Before tagging a release, the three self-quality gates documented in SPEC.md §12 must all exit 0 on the mainline tree:

python3 test_psa_rules.py
python3 psa.py --self-check
python3 psa.py --config-check .psa.config.json.template

The strip_strings_and_comments(text) helper is the standard preamble for any check that wants to ignore content inside '', "", @'…'@, @"…"@, # …, and <# … #> — use it.

Reminder: This directory is the single canonical source for psa.py. All changes are made here; downstream consumers pull the updated file rather than maintaining their own copies.


Verified consumers

The following repositories and PowerShell scripts are verified with psa.py (this canonical source).

Within this repository

Script Path
Download-SpeakerDeck.ps1 scripts/powershell/download-speakerdeck-oracle4engineer/
Test-PdfMetadata.ps1 scripts/powershell/download-speakerdeck-oracle4engineer/

External repositories

Repository Scripts Reference
usui-tk/Deploy-Drivers-For-WindowsServer Deploy-AMDChipsetDriverOnWindowsServer.ps1, Deploy-AMDGraphicsDriverOnWindowsServer.ps1, Deploy-AMDNpuDriverOnWindowsServer.ps1, Deploy-MSBthPanInboxOnWindowsServer.ps1 SPEC §A.11 (analyzer setup, version policy, baseline) · SPEC §A.11.6 (--config-check / --self-check consumer-side adoption)

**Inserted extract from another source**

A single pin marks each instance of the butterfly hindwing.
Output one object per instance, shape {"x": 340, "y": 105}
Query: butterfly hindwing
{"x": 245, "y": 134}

(Update this list when new PowerShell scripts — internal or external — adopt psa.py for verification.)


Design philosophy

  • Single file, standard library only. No pip install, no virtual environment, no version conflicts. Drop psa.py anywhere Python 3 runs.
  • Conservative on false positives. A static analyzer that cries wolf gets ignored. When in doubt, a rule is disabled by default and the user opts in.
  • PowerShell-aware tokenizer. Heredocs (@"…"@, @'…'@), sub-expressions ($(), @()), and the $env: / $using: scopes are handled correctly so that downstream regex rules see only meaningful code.

License

psa.py is released under the same MIT License as the rest of this repository. See the LICENSE at the repository root.